Hong Kong'da doğup büyüyen şu an 34 yaşında olan, “Yıllarca kendimi kabul etmek ve sevmek için mücadele ettim ve işlemek ve salıvermek için ihtiyaç duyduğum tüm bu zehirli duygulara sahiptim” diyor.

“Duygusal olarak gelişmek istedim ve bu, artık bana hizmet etmeyen sınırlayıcı inanç ve davranışları bırakmak anlamına geliyordu. İlerlemem ve kendimi kurban olarak görmeyi bırakmam gerekiyordu.”

1990'larda bir kız okulunda öğrenciyken, Tse'nin sınıf arkadaşları ona zorbalık etti ve Tse onlar kadar iyi olmadığını hissetti. İçine kapanık, fazla arkadaşı yoktu ve kendini görünmez ve önemsiz hissediyordu.

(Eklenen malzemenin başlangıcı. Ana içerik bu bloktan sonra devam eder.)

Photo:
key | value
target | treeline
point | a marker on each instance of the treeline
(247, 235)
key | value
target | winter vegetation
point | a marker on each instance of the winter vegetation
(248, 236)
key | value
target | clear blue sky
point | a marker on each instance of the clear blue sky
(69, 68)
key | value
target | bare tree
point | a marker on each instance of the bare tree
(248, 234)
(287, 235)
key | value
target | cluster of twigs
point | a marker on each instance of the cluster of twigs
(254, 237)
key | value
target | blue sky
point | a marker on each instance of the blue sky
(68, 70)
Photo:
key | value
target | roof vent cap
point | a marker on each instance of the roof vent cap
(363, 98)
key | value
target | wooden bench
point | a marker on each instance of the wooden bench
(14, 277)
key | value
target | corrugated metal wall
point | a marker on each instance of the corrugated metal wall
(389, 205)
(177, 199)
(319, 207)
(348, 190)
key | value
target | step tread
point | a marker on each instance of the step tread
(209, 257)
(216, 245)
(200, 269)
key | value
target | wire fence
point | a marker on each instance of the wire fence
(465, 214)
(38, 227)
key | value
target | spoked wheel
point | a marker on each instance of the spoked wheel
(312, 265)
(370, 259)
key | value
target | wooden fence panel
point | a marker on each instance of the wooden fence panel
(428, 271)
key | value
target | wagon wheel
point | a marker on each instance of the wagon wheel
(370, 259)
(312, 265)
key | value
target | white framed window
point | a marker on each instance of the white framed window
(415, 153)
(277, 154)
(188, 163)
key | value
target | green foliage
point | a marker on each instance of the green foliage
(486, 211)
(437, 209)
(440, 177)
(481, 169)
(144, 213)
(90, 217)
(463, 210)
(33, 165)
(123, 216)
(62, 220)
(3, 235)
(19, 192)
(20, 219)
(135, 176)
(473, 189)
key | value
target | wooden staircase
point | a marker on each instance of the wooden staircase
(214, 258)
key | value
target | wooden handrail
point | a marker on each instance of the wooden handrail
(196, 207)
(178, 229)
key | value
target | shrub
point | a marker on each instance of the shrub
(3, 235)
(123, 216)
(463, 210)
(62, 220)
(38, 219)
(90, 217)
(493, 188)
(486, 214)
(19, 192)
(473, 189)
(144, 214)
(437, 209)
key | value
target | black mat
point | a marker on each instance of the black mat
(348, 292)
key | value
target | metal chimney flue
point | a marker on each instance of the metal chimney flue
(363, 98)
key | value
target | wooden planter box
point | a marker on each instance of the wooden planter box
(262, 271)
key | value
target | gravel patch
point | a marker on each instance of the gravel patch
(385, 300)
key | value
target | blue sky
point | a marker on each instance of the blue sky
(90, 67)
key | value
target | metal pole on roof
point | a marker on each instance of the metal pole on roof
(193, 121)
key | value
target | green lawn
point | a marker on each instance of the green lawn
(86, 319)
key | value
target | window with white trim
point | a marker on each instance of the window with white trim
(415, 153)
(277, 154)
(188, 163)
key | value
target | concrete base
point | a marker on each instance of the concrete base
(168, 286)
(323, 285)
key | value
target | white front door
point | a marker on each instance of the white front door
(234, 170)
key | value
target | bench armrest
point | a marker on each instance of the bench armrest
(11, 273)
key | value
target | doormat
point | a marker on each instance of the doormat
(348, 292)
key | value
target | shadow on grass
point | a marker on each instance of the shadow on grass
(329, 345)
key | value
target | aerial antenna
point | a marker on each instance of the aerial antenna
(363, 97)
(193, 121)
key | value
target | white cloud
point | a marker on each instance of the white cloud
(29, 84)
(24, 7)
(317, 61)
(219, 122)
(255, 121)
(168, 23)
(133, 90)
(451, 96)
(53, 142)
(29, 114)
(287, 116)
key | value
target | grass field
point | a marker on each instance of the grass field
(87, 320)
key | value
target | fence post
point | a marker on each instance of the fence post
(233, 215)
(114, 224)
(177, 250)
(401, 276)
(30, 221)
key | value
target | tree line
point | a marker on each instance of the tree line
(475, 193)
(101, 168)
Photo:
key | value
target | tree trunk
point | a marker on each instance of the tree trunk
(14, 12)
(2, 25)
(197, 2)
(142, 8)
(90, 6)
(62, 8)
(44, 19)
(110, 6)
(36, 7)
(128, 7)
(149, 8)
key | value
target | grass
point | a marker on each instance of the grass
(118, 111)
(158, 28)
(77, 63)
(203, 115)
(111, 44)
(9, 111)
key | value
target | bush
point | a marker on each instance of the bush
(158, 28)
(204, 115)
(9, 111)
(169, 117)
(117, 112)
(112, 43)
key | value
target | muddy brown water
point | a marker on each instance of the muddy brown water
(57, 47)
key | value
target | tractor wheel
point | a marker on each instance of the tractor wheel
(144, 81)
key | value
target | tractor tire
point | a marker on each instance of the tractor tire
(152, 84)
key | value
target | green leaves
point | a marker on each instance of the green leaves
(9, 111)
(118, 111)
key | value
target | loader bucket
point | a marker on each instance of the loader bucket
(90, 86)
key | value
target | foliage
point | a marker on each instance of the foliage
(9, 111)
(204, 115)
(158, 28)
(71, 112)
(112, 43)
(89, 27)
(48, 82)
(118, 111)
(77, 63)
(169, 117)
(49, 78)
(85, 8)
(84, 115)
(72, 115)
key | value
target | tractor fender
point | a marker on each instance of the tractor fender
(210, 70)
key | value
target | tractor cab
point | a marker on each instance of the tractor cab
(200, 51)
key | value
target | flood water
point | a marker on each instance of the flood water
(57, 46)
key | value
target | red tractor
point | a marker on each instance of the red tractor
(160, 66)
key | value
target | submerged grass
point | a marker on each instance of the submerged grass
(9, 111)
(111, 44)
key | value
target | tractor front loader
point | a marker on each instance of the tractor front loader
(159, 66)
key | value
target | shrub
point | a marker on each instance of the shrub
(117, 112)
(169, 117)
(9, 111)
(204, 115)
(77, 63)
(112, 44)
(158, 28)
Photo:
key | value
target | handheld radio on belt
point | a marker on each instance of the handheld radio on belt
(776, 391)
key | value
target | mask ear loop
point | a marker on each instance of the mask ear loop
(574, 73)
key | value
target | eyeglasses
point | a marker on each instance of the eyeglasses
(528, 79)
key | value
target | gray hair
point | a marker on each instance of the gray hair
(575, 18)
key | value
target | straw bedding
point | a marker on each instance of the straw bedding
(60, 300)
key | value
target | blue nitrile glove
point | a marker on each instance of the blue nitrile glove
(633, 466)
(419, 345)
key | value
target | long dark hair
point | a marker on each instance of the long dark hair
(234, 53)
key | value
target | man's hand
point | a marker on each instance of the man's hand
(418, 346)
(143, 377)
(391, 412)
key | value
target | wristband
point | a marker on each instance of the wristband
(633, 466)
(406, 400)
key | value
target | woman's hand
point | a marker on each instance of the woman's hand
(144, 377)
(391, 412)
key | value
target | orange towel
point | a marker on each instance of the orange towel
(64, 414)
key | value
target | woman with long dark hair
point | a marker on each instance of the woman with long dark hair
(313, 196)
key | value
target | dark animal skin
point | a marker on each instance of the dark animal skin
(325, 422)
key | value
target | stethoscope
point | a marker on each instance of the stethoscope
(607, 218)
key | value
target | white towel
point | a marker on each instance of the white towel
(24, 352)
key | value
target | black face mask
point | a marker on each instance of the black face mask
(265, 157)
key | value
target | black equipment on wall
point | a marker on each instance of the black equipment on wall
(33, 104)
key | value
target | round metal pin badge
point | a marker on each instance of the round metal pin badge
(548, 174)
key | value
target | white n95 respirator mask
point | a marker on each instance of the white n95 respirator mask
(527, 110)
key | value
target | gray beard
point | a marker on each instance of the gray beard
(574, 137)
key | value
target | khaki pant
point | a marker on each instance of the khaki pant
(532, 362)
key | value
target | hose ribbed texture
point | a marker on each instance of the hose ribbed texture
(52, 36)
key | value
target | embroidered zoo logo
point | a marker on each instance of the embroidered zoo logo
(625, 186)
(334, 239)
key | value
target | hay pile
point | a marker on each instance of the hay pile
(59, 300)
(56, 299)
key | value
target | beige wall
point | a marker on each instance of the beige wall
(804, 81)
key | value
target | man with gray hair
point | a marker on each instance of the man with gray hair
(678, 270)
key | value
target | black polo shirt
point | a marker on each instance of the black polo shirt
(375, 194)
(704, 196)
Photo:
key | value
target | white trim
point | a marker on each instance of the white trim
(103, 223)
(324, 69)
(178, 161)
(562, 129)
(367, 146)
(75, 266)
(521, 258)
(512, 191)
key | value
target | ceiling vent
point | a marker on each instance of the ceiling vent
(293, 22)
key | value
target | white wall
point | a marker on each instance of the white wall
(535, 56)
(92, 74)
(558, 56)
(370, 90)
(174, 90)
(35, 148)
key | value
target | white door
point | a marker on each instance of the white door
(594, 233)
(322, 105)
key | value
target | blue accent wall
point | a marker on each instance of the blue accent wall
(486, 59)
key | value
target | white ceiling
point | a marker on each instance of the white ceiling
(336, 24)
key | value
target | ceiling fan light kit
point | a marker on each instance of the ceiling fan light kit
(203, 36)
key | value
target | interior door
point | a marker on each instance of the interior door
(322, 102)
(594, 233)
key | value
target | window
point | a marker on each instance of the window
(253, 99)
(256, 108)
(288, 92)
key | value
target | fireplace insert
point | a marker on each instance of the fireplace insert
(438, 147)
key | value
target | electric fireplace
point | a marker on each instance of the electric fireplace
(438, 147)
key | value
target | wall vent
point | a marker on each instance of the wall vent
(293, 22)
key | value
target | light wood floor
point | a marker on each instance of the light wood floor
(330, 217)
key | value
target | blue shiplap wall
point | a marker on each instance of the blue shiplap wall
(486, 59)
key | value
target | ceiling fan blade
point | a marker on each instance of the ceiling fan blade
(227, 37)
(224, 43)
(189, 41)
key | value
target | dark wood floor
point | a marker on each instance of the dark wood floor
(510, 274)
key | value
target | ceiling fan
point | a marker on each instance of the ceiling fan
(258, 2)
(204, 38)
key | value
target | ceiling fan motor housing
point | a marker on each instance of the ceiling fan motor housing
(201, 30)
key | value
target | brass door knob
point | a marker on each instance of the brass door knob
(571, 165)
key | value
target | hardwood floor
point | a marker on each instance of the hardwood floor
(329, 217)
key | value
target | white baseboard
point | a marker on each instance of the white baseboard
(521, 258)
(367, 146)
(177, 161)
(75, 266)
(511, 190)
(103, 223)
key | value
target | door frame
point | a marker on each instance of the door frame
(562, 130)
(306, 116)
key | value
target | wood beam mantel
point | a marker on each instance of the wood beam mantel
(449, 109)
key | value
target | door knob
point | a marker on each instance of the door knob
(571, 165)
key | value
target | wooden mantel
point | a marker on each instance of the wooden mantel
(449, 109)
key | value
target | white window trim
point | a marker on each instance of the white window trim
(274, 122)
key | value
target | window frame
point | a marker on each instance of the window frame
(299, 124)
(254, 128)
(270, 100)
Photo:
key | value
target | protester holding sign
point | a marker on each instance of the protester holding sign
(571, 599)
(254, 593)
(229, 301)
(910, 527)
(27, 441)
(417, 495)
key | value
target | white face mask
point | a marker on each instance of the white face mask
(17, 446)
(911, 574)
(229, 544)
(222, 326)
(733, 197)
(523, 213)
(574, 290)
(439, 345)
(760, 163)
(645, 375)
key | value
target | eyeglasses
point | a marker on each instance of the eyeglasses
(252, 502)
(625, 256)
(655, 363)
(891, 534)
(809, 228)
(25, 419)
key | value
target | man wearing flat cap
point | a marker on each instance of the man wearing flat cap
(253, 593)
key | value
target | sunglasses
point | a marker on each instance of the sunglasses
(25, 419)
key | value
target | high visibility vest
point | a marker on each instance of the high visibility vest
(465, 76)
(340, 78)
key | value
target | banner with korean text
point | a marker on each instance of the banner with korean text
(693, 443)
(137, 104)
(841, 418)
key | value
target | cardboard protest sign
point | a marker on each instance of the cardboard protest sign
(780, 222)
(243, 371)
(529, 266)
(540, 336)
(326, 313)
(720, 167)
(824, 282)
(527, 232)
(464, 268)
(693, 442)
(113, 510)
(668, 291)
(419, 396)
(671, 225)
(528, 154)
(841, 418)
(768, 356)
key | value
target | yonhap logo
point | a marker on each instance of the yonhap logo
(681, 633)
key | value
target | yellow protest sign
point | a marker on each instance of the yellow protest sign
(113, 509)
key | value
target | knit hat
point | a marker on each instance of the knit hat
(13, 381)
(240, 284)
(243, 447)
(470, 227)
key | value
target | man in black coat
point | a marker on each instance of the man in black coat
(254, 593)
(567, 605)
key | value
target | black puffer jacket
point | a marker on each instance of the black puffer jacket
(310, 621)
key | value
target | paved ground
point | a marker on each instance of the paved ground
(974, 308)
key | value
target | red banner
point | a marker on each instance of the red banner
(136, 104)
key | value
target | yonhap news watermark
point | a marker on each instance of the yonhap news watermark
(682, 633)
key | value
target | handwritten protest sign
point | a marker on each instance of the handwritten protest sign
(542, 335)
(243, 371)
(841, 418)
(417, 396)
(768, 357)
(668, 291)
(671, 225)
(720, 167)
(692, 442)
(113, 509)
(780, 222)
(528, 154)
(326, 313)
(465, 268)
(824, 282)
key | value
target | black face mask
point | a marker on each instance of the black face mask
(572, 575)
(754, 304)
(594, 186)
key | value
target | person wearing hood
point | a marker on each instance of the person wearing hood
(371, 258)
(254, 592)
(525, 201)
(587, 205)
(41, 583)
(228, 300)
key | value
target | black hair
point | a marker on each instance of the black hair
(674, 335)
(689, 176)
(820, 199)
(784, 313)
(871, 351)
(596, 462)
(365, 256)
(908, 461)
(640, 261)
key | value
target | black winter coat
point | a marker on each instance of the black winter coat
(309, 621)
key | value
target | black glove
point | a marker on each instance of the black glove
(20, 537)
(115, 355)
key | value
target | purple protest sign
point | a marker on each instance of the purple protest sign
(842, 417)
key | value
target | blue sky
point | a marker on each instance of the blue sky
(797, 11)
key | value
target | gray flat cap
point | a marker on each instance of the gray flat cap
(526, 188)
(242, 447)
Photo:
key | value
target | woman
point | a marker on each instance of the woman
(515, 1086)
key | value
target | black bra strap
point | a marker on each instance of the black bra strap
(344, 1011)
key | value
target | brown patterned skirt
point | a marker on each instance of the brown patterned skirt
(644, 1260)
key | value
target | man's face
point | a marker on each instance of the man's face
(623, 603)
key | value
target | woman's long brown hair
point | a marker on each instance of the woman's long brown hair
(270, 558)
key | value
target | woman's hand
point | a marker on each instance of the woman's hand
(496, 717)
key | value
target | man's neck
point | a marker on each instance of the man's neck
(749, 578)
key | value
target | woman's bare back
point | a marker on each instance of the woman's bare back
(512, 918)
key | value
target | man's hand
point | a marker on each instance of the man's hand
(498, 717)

Sevilmek ve kabul edilmek için çaresizce, başkalarına hayır diyemeyen insanları memnun etti.

“Benim de sınırlarım yoktu ve beni nasıl etkileyeceğini düşünmeden başkaları için bir şeyler yapardım” diye açıklıyor. "Onların onayını almak için sık sık kendi yolumdan giderdim ama bu beni bunalmış, endişeli ve stresli hissettirirdi.

“İstedikleri değerlerimle örtüşmese bile insanlara evet derdim. Onları üzecek veya benden hoşlanmamalarına neden olacak bir şey yapmaktan korkuyordum.”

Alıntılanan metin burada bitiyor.